Gesamtberechtigung 428 BGB

  • Kommt drauf an!

    Grundsätzlich ist die Grundschuld ein vererbliches Recht. Wenn zur Vererblichkeit in der GS-Urkunde nix weiter geregelt ist, tritt der Erbe an Stelle des Berechtigten. § 428 BGB bedeutet ja nur, dass einer allein die ganze Leistung fordern kann, nicht dass eine Vererblichkeit ausgeschlossen ist.

    Ich würd mir zunächst die NL-Akten beiziehen. Wenn die Witwe Alleinerbin ist, dann kannst Du löschen.

  • Hallo
    habe hier eine Grundschuld an der Eheleute nach 428 BGB berechtigt sind
    Ehemann ist gestorben, ehefrau legt Sterbeurkunde und Ihre Löschungsbewilligung vor
    Zusätzlich liegt noch die Zustimmung des Eigentümers vor
    Löschen?


    s. dazu OLG Zweibrücken, Beschluss vom 4.9.2013 - 3 W 52/13, Leitsatz:

    Aus der materiellrechtlichen Verfügungsbefugnis eines Gesamtgläubigers folgt auch seine Befugnis, die Löschung des in Gesamtgläubigerschaft bestehenden Rechts im Grundbuch zu bewilligen.

    Gründe:

    …“Mit dem angegriffenen Beschluss hat die Rechtspflegerin bei dem AG den Löschungsantrag zurückgewiesen. Zur Begründung ist ausgeführt, dass es nach §19 GBO der Bewilligung der Erben des miteingetragenen Gesamtgläubigers bedürfe. Hiergegen richtet sich die Beschwerde der Bet. zu 1….“

    „..In der Sache führt das Rechtsmittel zum Erfolg. Es entspricht der in Rechtsprechung und Literatur ganz überwiegend vertretenen Auffassung, dass aus der alleinigen materiellrechtlichen Verfügungsbefugnis eines Gesamtgläubigers (§ 428 BGB) folgt, dass er auch ohne Mitwirkung der anderen Gesamtgläubiger die Löschung eines im Grundbuch eingetragenen Pfandrechts bewilligen kann (KG JW 1937, 3158; OLG Bremen OLGZ 1987, 29; BayObLG Rpfleger 1996, 21; Demharter, GBO, 28. Aufl., § 19 Rn. 57). In einer weiteren Entscheidung (OLGZ 1965, 92) hat das Kammergericht Zweifel hieran nur für den Fall geäußert, dass eine Hypothek auch nur für einen von mehreren Gesamtgläubigern eingetragen sein könne, so dass einem anderen, durch die Hypothek nicht berechtigten Gesamtgläubiger die Bewilligungsbefugnis fehlen und es auf die Erteilung einer löschungsfähigen Quittung ankommen könnte.

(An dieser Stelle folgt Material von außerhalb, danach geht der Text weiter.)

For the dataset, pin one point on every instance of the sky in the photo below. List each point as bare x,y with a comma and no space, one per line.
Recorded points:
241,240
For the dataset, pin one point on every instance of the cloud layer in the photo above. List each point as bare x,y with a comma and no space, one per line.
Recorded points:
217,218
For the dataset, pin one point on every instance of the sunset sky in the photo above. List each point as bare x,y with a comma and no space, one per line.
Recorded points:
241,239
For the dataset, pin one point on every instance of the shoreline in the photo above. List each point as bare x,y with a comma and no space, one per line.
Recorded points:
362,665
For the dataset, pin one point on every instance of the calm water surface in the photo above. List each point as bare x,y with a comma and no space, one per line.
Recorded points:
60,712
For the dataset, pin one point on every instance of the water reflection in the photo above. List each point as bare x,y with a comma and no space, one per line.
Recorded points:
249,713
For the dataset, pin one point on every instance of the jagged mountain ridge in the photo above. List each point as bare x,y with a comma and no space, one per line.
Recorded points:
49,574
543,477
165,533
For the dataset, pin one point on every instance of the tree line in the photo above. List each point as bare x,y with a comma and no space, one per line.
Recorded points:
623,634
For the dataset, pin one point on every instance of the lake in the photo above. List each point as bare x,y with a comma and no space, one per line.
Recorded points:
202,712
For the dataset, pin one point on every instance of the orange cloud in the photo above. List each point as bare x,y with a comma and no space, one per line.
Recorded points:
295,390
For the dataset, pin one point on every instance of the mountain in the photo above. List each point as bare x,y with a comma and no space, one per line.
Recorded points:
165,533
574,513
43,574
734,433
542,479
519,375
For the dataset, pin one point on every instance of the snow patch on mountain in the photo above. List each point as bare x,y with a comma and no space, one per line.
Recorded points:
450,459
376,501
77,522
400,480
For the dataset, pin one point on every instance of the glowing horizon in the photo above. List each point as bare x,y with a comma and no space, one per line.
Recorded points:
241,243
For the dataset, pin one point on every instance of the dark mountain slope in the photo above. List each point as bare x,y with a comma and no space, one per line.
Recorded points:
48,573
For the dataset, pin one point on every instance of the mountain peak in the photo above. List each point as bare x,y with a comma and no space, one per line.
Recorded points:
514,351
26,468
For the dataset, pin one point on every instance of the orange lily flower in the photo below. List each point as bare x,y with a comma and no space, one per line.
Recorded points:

Um einen solchen Fall handelt es sich hier nicht.

    Dieser Auffassung schließt sich der Senat an. Die Bewilligungsbefugnis des einzelnen Gesamtgläubigers beruht unmittelbar auf seiner sich aus dem Gesetz ergebenden materiellrechtlichen Verfügungsbefugnis….“

    Ferner: Holzer im Beck'schen Online-Kommentar GBO, Hrsg: Hügel, Stand: 01.10.2014, § 19 RN 77:

    ..“Können mehrere Personen die Bewilligung abgeben, wie dies bei Gesamtgläubigern von Grundpfandrechten der Fall ist, so steht die Bewilligungsbefugnis jedem Gläubiger alleine ohne die Mitwirkung der anderen zu, weil dies auch nach materiellem Recht der Fall ist (BayObLG Rpfleger 1996, 21; OLG Zweibrücken FGPrax 2014, 59, 60)…“

    Lieber einen Frosch küssen als eine Kröte schlucken :)

  • Zitat

    ... einer weiteren Entscheidung (OLGZ 1965, 92) hat das Kammergericht Zweifel hieran nur für den Fall geäußert, dass eine Hypothek auch nur für einen von mehreren Gesamtgläubigern eingetragen sein könne, so dass einem anderen, durch die Hypothek nicht berechtigten Gesamtgläubiger die Bewilligungsbefugnis fehlen und es auf die Erteilung einer löschungsfähigen Quittung ankommen könnte. Um einen solchen Fall handelt es sich hier nicht.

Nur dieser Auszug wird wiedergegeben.